Of course, none of us can do this by ourselves but must rely on the Holy Spirit. We are sealed by the Spirit at our baptism and he equips and empowers us to live as Christians. More importantly he sanctifies us, changes us into the people God created us to be. He makes us more Christlike which means he turns our hearts from the things we desire that we shouldn't and helps us to start desiring the right things. Because the whole “thinking to speaking to doing” thing only works if we are totally rational beings like Mr. Spock in the original Star Trek. But as Paul confesses in Romans 7, you can know what you ought to do and yet find yourself unable to do it. It is only through the power of the Holy Spirit working in us that we can be truly and thoroughly changed.

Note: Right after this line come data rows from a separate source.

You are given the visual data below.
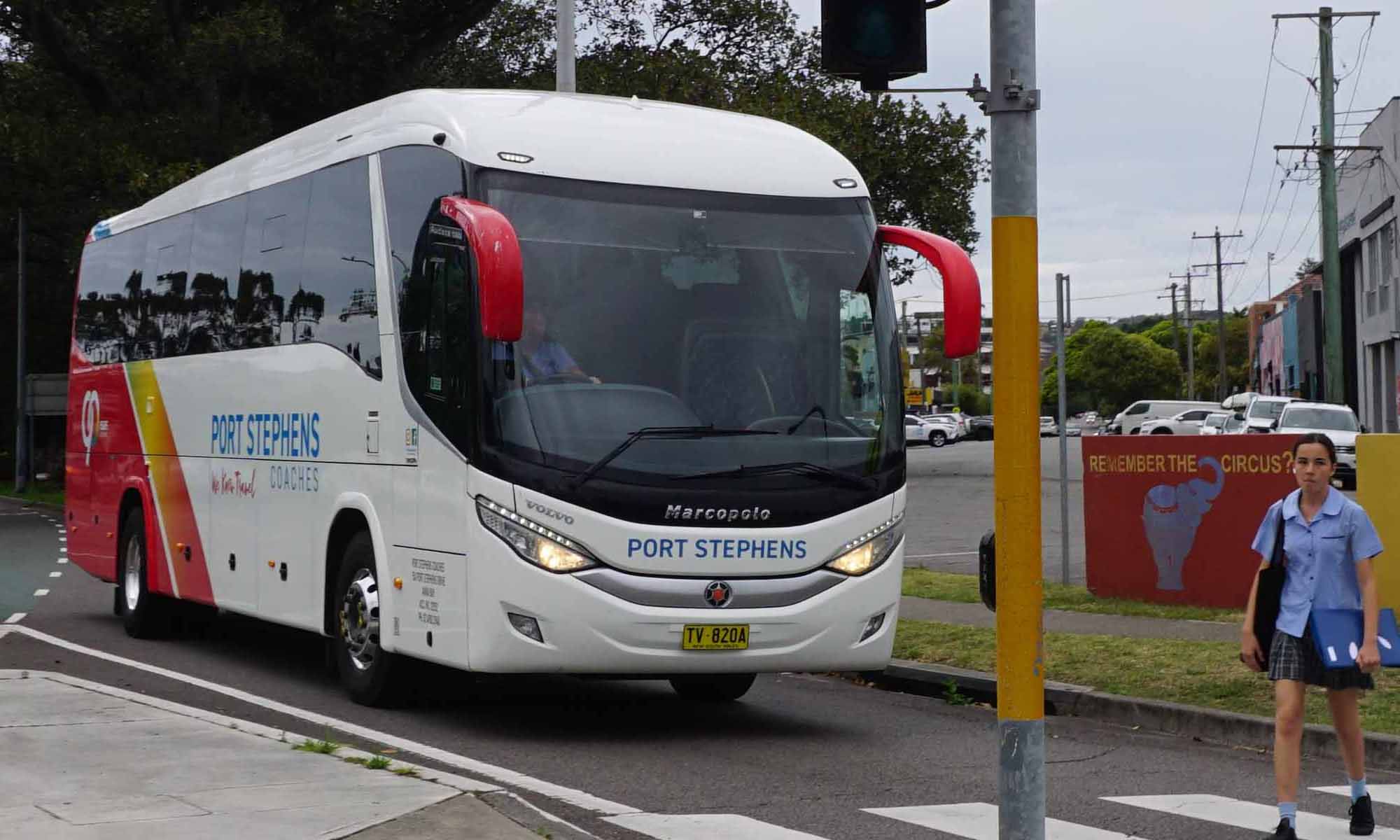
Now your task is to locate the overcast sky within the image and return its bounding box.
[791,0,1400,319]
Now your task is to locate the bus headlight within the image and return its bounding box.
[826,512,904,575]
[476,498,598,574]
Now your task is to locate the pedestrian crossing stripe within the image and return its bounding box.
[1310,784,1400,805]
[603,813,825,840]
[616,784,1400,840]
[1102,794,1400,840]
[862,802,1145,840]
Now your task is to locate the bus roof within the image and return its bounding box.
[92,90,869,237]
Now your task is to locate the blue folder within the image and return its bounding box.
[1308,608,1400,669]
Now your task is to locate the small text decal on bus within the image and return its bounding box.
[209,412,321,458]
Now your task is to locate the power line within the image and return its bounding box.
[1226,21,1282,242]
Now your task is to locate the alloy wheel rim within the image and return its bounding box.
[122,539,141,612]
[340,568,379,671]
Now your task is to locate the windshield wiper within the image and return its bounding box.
[673,461,875,490]
[788,403,826,434]
[573,424,777,490]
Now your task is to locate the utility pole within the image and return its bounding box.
[554,0,575,94]
[1064,274,1074,326]
[1168,267,1205,402]
[983,0,1046,840]
[1274,6,1380,403]
[1191,228,1249,402]
[906,314,928,407]
[1054,274,1070,587]
[14,207,29,493]
[1156,283,1182,396]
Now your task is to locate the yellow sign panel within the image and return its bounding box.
[1357,434,1400,608]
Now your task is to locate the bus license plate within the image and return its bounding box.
[680,624,749,651]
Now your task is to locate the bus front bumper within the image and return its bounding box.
[468,542,904,676]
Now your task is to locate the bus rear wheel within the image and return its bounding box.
[671,673,757,703]
[116,507,168,638]
[335,532,395,706]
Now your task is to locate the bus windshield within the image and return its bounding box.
[479,171,903,490]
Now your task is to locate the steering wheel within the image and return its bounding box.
[529,371,594,385]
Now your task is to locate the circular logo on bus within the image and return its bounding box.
[704,581,734,606]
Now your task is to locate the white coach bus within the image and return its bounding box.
[66,91,980,703]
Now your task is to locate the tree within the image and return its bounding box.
[1193,315,1250,395]
[1040,321,1182,414]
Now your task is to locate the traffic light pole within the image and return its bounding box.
[983,0,1046,840]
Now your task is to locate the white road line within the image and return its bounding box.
[0,624,638,815]
[603,813,823,840]
[1309,784,1400,805]
[862,802,1142,840]
[1103,794,1400,840]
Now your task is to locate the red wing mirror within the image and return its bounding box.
[878,224,981,358]
[438,196,525,342]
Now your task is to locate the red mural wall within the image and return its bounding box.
[1084,434,1298,609]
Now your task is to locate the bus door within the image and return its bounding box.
[395,213,475,661]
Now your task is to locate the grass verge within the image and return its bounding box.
[903,568,1245,624]
[895,619,1400,735]
[0,482,63,507]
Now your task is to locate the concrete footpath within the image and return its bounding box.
[0,671,539,840]
[890,595,1400,770]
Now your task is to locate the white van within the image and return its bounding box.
[1113,399,1219,434]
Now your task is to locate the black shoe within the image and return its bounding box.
[1264,818,1298,840]
[1347,794,1376,836]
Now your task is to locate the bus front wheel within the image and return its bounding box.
[116,507,167,638]
[671,673,757,703]
[335,532,393,706]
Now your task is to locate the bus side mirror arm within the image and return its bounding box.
[876,224,981,358]
[438,196,525,342]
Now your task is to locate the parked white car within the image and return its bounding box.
[1138,409,1218,434]
[920,413,970,440]
[1201,412,1233,434]
[1110,399,1219,434]
[904,414,958,447]
[1275,400,1361,490]
[1245,396,1296,434]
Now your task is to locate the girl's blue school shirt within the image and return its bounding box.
[1252,487,1382,637]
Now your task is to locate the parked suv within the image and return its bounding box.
[1138,409,1219,434]
[1275,402,1361,490]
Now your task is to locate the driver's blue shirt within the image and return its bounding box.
[493,339,578,382]
[1252,487,1382,638]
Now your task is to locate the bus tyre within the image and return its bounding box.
[116,507,168,638]
[671,673,757,703]
[335,532,393,706]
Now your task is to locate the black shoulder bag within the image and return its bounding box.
[1254,504,1288,671]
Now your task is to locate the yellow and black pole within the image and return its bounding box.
[984,0,1046,840]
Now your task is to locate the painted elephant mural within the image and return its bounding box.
[1142,456,1225,591]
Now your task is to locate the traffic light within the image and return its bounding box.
[822,0,928,91]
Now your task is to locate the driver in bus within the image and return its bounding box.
[496,302,602,388]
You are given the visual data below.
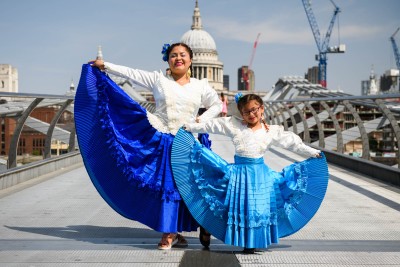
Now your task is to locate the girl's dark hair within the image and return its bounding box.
[166,43,193,76]
[237,94,264,114]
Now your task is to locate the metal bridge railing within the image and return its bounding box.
[265,94,400,168]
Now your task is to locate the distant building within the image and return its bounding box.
[181,1,224,91]
[368,68,379,95]
[379,69,400,93]
[238,66,255,91]
[224,74,229,91]
[304,66,319,84]
[361,80,369,95]
[0,64,18,93]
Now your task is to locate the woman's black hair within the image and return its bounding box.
[166,43,193,77]
[237,94,264,114]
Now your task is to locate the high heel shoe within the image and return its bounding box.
[199,226,211,248]
[243,248,256,254]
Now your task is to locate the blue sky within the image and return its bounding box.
[0,0,400,95]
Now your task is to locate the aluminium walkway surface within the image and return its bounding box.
[0,135,400,267]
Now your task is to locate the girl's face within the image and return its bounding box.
[240,100,264,126]
[168,45,192,75]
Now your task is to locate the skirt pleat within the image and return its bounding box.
[74,64,198,232]
[171,129,328,248]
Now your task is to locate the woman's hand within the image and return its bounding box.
[89,59,105,70]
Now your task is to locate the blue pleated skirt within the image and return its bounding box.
[171,129,329,248]
[74,64,198,233]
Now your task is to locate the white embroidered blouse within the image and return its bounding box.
[185,117,321,158]
[104,62,222,135]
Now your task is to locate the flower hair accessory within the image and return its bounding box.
[235,93,243,104]
[161,44,171,62]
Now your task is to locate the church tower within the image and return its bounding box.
[181,0,223,91]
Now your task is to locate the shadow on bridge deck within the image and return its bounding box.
[0,135,400,267]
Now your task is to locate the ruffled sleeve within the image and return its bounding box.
[185,117,232,136]
[104,62,160,90]
[199,79,222,122]
[269,125,321,157]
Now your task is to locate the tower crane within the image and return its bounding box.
[302,0,346,87]
[242,33,261,91]
[390,27,400,70]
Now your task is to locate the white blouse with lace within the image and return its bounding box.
[104,62,222,135]
[185,117,321,158]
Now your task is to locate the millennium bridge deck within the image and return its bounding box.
[0,135,400,267]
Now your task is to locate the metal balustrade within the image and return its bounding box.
[0,93,400,188]
[265,94,400,168]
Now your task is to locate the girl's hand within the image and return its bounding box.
[89,59,105,70]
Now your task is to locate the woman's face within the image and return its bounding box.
[168,45,192,74]
[240,100,264,125]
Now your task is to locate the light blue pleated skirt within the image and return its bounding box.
[171,129,328,248]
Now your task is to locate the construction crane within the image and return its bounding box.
[390,27,400,70]
[242,33,261,91]
[302,0,346,87]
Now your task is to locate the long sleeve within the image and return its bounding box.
[270,125,321,157]
[104,62,159,90]
[185,117,231,136]
[199,80,222,122]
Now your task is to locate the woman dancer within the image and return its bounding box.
[75,43,222,249]
[171,94,328,253]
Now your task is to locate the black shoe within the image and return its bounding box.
[199,226,211,248]
[243,248,256,254]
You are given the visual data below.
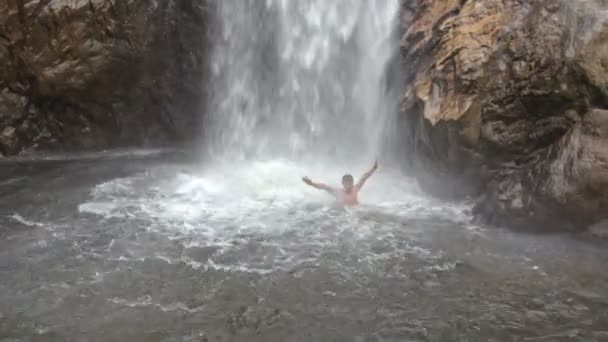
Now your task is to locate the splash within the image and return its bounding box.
[206,0,399,160]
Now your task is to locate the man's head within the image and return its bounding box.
[342,175,355,192]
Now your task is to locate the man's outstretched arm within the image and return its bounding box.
[302,177,336,195]
[356,160,378,190]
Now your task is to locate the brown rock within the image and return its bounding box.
[401,0,608,229]
[0,0,211,154]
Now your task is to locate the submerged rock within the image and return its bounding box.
[402,0,608,230]
[0,0,210,154]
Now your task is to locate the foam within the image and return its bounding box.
[78,160,470,274]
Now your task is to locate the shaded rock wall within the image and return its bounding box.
[401,0,608,229]
[0,0,211,155]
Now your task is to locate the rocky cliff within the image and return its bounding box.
[401,0,608,230]
[0,0,210,155]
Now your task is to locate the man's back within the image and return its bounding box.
[336,188,359,206]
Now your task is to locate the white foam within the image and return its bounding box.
[79,160,476,274]
[9,213,44,227]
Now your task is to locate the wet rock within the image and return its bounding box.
[526,310,548,323]
[401,0,608,230]
[0,126,19,154]
[0,0,212,154]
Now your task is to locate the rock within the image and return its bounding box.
[0,0,213,154]
[401,0,608,230]
[0,126,19,154]
[526,310,548,323]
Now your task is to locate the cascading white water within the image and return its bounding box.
[206,0,399,160]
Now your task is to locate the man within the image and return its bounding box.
[302,160,378,206]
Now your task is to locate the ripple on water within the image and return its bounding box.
[79,160,476,274]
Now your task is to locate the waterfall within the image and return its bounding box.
[205,0,399,163]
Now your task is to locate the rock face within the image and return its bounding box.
[0,0,210,155]
[401,0,608,230]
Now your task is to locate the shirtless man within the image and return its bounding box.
[302,160,378,206]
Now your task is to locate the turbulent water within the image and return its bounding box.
[0,0,608,342]
[0,153,608,341]
[206,0,399,160]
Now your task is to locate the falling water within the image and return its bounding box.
[206,0,399,160]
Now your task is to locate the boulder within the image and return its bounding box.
[401,0,608,230]
[0,0,212,154]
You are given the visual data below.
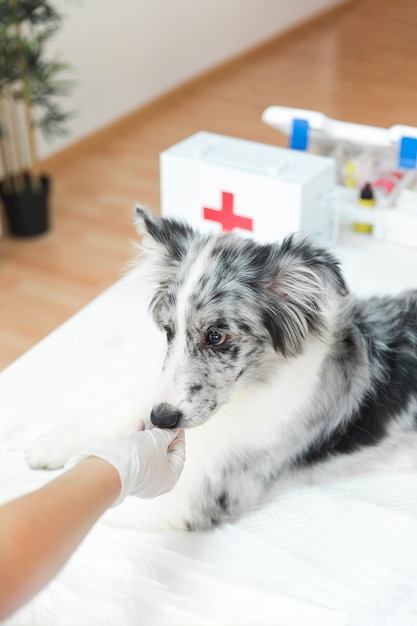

And that's what God is aiming for: not to make new partisans for his side but new people with a new heart and a new mind. As Paul says, “If anyone is in Christ, he is a new creation; the old has passed away. Behold! The new has come!” There are two words in there that are associated with God. Creation is the expected one. The first thing that the Bible says is that God created everything. The first way that most people think about God is that he is our creator. The weird thing is that people think that his creating days are over. He did it all back then and apparently retired. Or he's itching to destroy everything he once made. But that's not the picture we get in the Bible.

The second word associated with God is “new.” God hasn't stopped creating just because the physical world seems complete. He is still creating. In Isaiah 43, God says, “See, I am doing a new thing.” In Ezekiel 36:26, he says, “I will give you a new heart and put a new spirit in you...” Jesus talks about new wine; he makes a new covenant and gives us a new commandment. In Isaiah God announces he will make a new heaven and a new earth and in Revelation we see it. And in Revelation 21:5, he says, “Behold! I am making all things new!”


We tend to think of God as old and picture him as having a long white beard. We think of him as old-fashioned with his best work in the past. But that's not true. He is still creative. He is making all things new. And that includes us. The old ways, the ways of tribalism and partisanship, of designating people as enemies and fighting them, are passing away. The time is near when the new creation will sweep them all away. And we are supposed to be his vanguard: people made new by his Spirit, sowing the seeds of new growth for a new world. In Romans 12:2, Paul writes, “Do not conform to the pattern of this world but be transformed by the renewing of your mind.” We need to think new thoughts, speak and act in new ways. If we continue in the old ways, the ways we always acted, nothing will change. But if we obey our creative God and act as his agents of change, we will find hope. And on that day when the new heavens and the new earth are revealed and we stand in the new Jerusalem we will know the truth of Zephaniah 3:17: “The Lord your God is among you, a mighty one who will save. He will rejoice over you in mirth. He will renew you with his love; he will celebrate you with singing.”